Tabagismo: Minha jornada após 20 anos e o apoio fundamental da UBS

Este ano, decidi que era hora de assumir o controle. Hoje, aos 38 anos, olho para trás e percebo que passei 20 deles acompanhado pelo cigarro. É mais da metade da minha vida. Mas decidi que 2026 seria um marco de mudança: iniciei um projeto de reestruturação total. Entrei na academia, vou começar uma dieta, passei a controlar rigorosamente o consumo de álcool e, finalmente, encarei o meu maior e mais antigo adversário: o tabagismo.

Neste exato momento, estou há uma semana sem fumar. Para quem não tem o vício, sete dias não são nada. Para quem fuma, é uma verdadeira eternidade e uma das maiores vitórias diárias que se pode conquistar.

Muita gente acha que parar de fumar é só uma questão de “ter força de vontade” e acaba sofrendo desnecessariamente tentando cortar o mal pela raiz na força bruta. Reconhecer que precisamos de ajuda é o primeiro e mais inteligente passo.

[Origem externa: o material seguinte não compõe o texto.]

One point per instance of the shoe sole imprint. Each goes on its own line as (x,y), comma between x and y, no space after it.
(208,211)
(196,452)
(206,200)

Fui buscar apoio na nossa Unidade Básica de Saúde (UBS). O SUS possui um programa específico e muito bem estruturado para o controle do tabagismo. Lá, recebi não apenas acompanhamento, mas também a medicação para ansiedade disponibilizada pelo programa.

A falta de nicotina é cruel. Ela bagunça a química do seu cérebro e gera uma ansiedade e um estresse que, nos primeiros dias, parecem incontroláveis. Ter esse suporte médico e medicamentoso para segurar a onda fisiológica da abstinência está sendo um divisor de águas na minha jornada.

Nessa fase inicial, o estresse bate no teto. E adivinhe quem acaba sentindo os respingos disso? Quem está mais perto. É exatamente por isso que o apoio familiar é insubstituível.

A Marina e as meninas têm sido o meu porto seguro. A compreensão de quem convive com a gente, entendendo que o mau humor, a irritabilidade ou o nervosismo momentâneo não são pessoais, mas sim sintomas da abstinência, é o que nos dá forças para não recair. O amor e a paciência de casa funcionam como um escudo. Se você está passando por isso, converse com sua família e explique que os primeiros dias serão difíceis, mas que o esforço é pelo bem de todos.

Como enganar o cérebro: A tática da substituição

O cigarro é um vício químico, mas é também um vício comportamental e mecânico. A pausa no trabalho, a respiração funda, o movimento de levar a mão à boca… tudo vira um ritual encravado na rotina.

Para vencer a “fissura” (aquela vontade aguda e incontrolável que dura alguns minutos), você precisa substituir o hábito. Algumas pessoas bebem um copo de água gelada, outras mascam chiclete, ou saem para dar uma volta.

Para mim, o que funcionou como uma verdadeira salvação foi o inalador de Vick.

Sempre que a vontade de acender um cigarro ataca, eu pego o inalador. Ele simula perfeitamente a mecânica de levar algo à boca, e a inalação profunda do mentol forte dá um “choque” sensorial gelado que ajuda a acalmar o cérebro, satisfazendo aquele impulso mecânico respiratório. Tem sido a minha principal ferramenta tática nessa primeira semana.

Um dia de cada vez

Estou apenas no começo. A jornada é longa, mas a positividade e a clareza do que precisa ser feito me empurram para frente. Os benefícios de recuperar o fôlego na academia, sentir o sabor real da comida e, principalmente, ter a liberdade de não depender de um maço no bolso já fazem todo o esforço valer a pena.

Se você também fuma e quer parar, procure a UBS mais próxima de você. Não lute essa batalha sozinho se estiver muito pesado. Existe tratamento, existe medicação gratuita, existe o apoio da sua família e, o mais importante, existe uma versão muito melhor e mais saudável de você esperando do outro lado.

Seguimos firmes, um dia de cada vez!